Cabras Stefano
Department of Statistics, Carlos III University of Madrid, Getafe, Spain.
J Appl Stat. 2024 Nov 17;52(7):1470-1484. doi: 10.1080/02664763.2024.2428994. eCollection 2025.
This paper introduces a nonparametric bootstrap method for estimating the causal effects of public policy under the circumstances of imperfect compliance and overlap. It focuses on business investment subsidies in Sardinia by comparing firms eligible for the 1999 subsidies to those not, amid issues of imperfect compliance and overlapping programs. Bootstrap confidence intervals (CI) are proposed for the average effect of treatment on the sub-population of compliers. The obtained CIs are consistent across nominal levels and robust against data nonnormality; they show coverages of credible intervals close to nominal, suggesting effectiveness for assessing causal effects.

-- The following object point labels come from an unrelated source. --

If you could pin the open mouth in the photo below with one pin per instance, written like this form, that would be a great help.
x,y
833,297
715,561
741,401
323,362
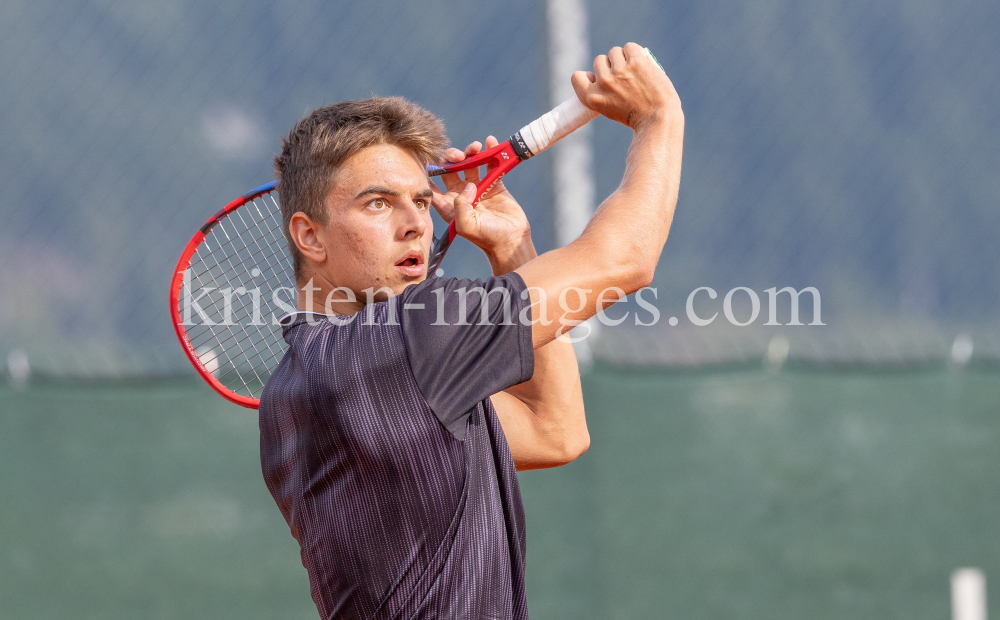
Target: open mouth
x,y
412,264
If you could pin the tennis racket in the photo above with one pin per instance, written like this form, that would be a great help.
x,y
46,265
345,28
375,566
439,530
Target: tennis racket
x,y
234,279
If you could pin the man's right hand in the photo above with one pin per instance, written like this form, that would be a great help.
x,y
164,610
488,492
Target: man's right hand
x,y
626,86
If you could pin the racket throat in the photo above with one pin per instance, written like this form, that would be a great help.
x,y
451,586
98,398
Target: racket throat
x,y
520,147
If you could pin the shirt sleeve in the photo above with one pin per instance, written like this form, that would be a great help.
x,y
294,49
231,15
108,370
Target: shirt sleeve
x,y
466,340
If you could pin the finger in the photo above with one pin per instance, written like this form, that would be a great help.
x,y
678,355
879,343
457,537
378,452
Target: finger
x,y
464,216
582,82
633,51
497,188
443,204
602,68
617,58
454,155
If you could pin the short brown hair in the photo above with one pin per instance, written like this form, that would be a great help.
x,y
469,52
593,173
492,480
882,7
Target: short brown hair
x,y
321,141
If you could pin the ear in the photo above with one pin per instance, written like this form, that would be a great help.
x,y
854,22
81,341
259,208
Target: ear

Compared to other methods, the results of the new combination of a specific estimator for incompliance and the bootstrap align with those of more modern approaches such as Bayesian Additive Regression Trees and Causal forest.
本文介绍了一种在不完全依从和重叠情况下估计公共政策因果效应的非参数自助法。它通过比较符合1999年补贴条件的企业和不符合条件的企业,重点研究了撒丁岛的商业投资补贴情况,其中存在不完全依从和项目重叠的问题。针对依从者子群体的平均处理效应,提出了自助置信区间(CI)。所获得的置信区间在名义水平上是一致的,并且对数据非正态性具有鲁棒性;它们显示出可信区间的覆盖率接近名义水平,表明在评估因果效应方面是有效的。与其他方法相比,针对不依从情况的特定估计器与自助法的新组合结果与贝叶斯加法回归树和因果森林等更现代的方法一致。